EL ENCANTO DE LO INCONCLUSO


XIII

Como dos espejos pegados entre sí: abren nuevos espejos donde se repiten cara-fondo, fondo- cara y, si desafiamos la convexidad, la cara desparece. Así me siento entre Marina y La Típica.
Intento leer. Ellas conversan.
La charla con Marina de la noche anterior me dejó pensando. Se me ocurren varias imágenes comunes que emulan mi situación: el último canapé que nadie se atreve a morder, una media suelta en el fondo del cajón, un lápiz sin punta, un bretel a punto de descocerse.
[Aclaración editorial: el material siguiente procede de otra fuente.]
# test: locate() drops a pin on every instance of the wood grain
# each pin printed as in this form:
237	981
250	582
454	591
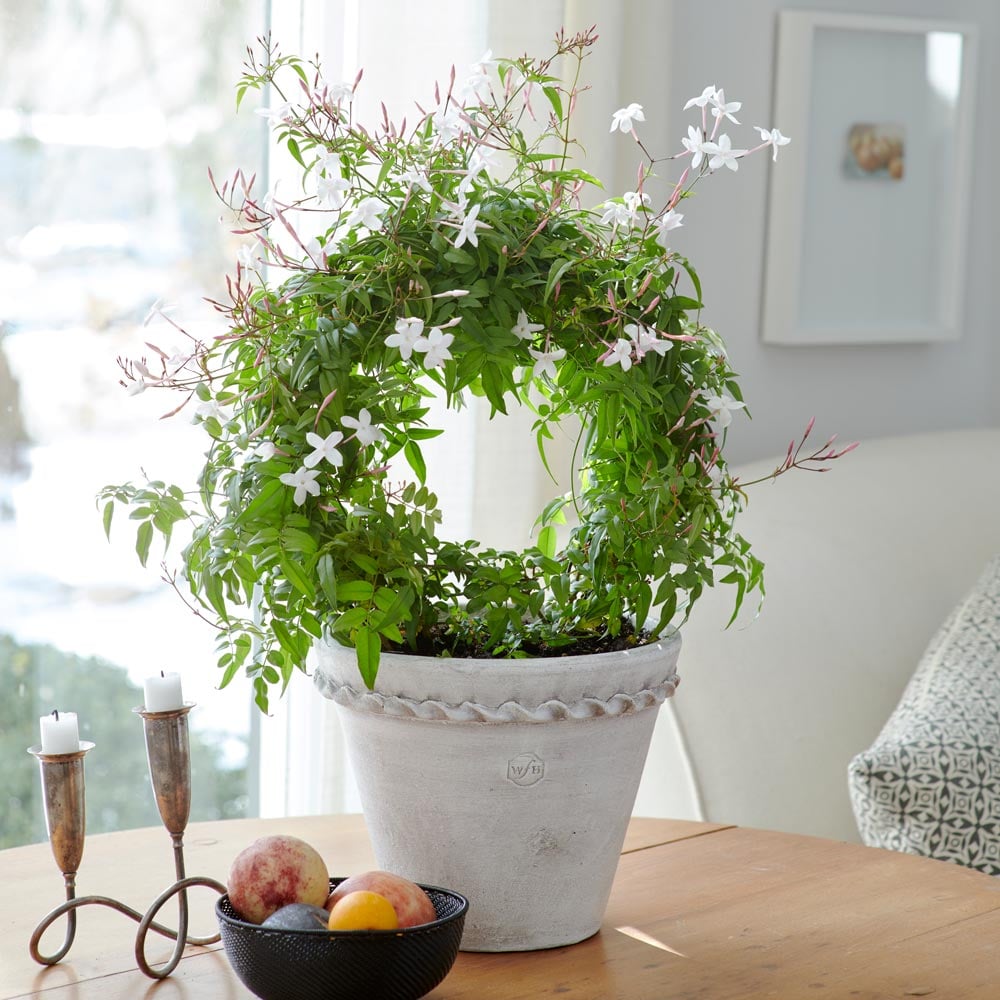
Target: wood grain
697	911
Objetos desconcertantes. Objetos que implican una decisión. Pero estos objetos provocan, pienso. ¿Yo, provoco? Solo a través de los demás puedo ver mi deseo. Vislumbrarlo. Vislumbrar es cuando ves, pero con los ojos entrecerrados, como si hubiera viento o te costara alcanzar lo que está lejos.“A través de la afirmación del deseo ajeno vislumbro mi deseo personal”. Eso. “A través de la negación del deseo ajeno noto la ausencia de mi deseo personal”. Pero en este caso el mecanismo se detiene ahí: solamente la ausencia de deseo, nada para ubicar en ese lugar vacío. Claro. “La afirmación de una cosa siempre es la negación de otra”.
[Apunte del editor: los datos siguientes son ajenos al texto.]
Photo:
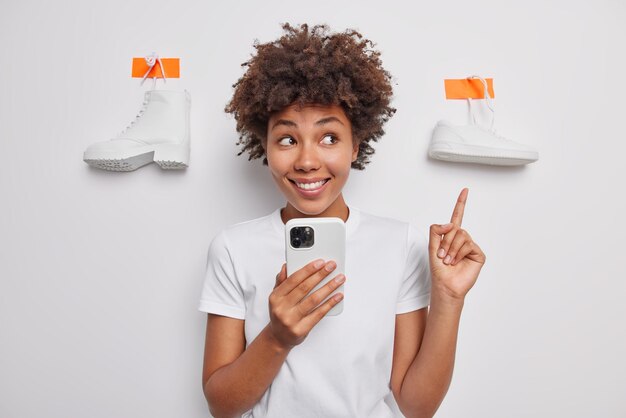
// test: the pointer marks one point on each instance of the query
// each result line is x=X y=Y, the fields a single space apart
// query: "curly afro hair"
x=311 y=67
Como si me hubiera escuchado, Marina dice:
- Soy graciosa, pero no soy alegre ni felíz, eso pone incómodas a las personas.
No estaba escuchando la conversación que mantenían, pero comienzo a prestar atención.
La Típica responde:
- Soy solitaria, pero formé una familia. La soledad tampoco es conveniente.
-Ganaste hija de puta.
Marina me mira mirar y aclara:
-Jugamos a las contradicciones. ¿Jugás?